In our capitalistic society, corporations rule (they are people, you know!). Yet they seem to not understand that in spite of the billions of marketing dollars spent to solidify their place in the marketplace, they are not the brand. Sure, we all know the names Coke or Pepsi…but for most, those are just carbonated beverages, not billion dollar companies. It’s this corporate egotism that can lead to product decisions that are embarrassing for the company, and bad for consumers.
As of May 1, 2013, the Netflix licenses for Warner Bros., MGM, or Universal classic titles have expired and are no longer available on the service. While some are calling the 1,800 title purge as “streamaggedon“, Netflix is stating it is all part of their master plan and not a big deal. But it is a big deal — for Warner Bros.
Earlier this month, Warner Bros. launched Warner Archive Instant, to basically no fanfare. The site looks much like Netflix’s (coincidence?), right down to offering the two week free trial. For two dollars more than Netflix’s monthly streaming cost, you can stream rare and hard to find classic movies…from Warner Bros. and its affiliated companies and licensees. You can watch all you want, which right now amounts to about 122 titles. As they say on their site, more titles are added daily (Translation: we have to wait for Netflix to stop streaming them).
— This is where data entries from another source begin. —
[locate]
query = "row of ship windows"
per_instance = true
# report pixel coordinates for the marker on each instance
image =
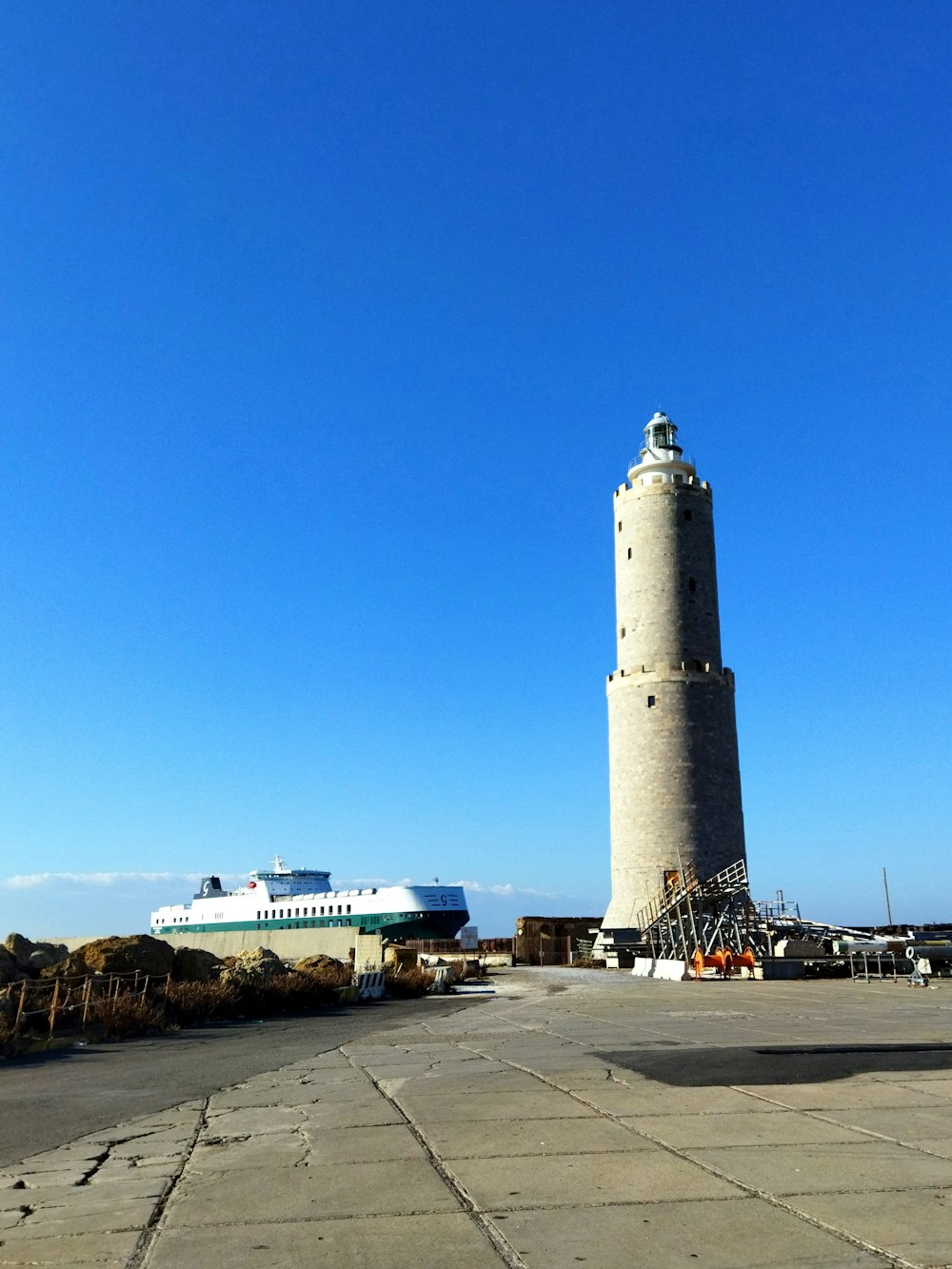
(300, 911)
This is a yet another case of corporate egotism. Who says, “I want to go see that brand new movie distributed by the Walt Disney Company”? No one. Instead, “I am so standing in line to see Iron Man 3 and Robert Downey, Jr. in all his muscle-ly yumminess this Friday” is what is being said by thousands of fan girls and boys around the world (though, perhaps, the Robert Downey, Jr. yumminess comments may be limited to women of a certain age. Or just me.).
I could be wrong, but I doubt there are a lot of people wanting to pay $9.99 a month to watch one company’s offerings that are also available on that company’s classic movie cable channels. While Warner Bros. may be filling a niche for cinefiles who wish to have classic movie marathons, they should heed the warning of other major corporations who believed consumers like having their choices limited.
In 2001, the music industry was in a panic about digital distribution. Free services like Napster and Kazaa were becoming the go-to way for fans to consume music new and old. That same year, a guy named Steve Jobs started talking to major labels about a legitimate online distribution service where fans could buy all the music they wanted, either singles or full albums, with the click of a button. They turned him down and instead tried to launch their own online stores, Pressplay and MusicNet (Remember them? Me neither.). Fans balked at the pricey services, which allowed for streaming only and limited to just a few artists on the participating labels. They did, however, earn a place in history as one of the top-ten worst tech products of all time. Launched in 2002, they quickly went by the wayside in 2003. A new-fangled thing called iTunes launched in April of that year.
There is a real possibility that many will not notice the absence of these titles, as Netflix has been earning a reputation for great original programming (House of Cards, Arrested Development), causing a lot of its deeper offerings to be lost in the shuffle. Still, the entertainment industry needs to realize resisting new technologies and limiting how and when people consume their offerings is a recipe for disaster.
Just ask the music industry. What’s left of it, anyway.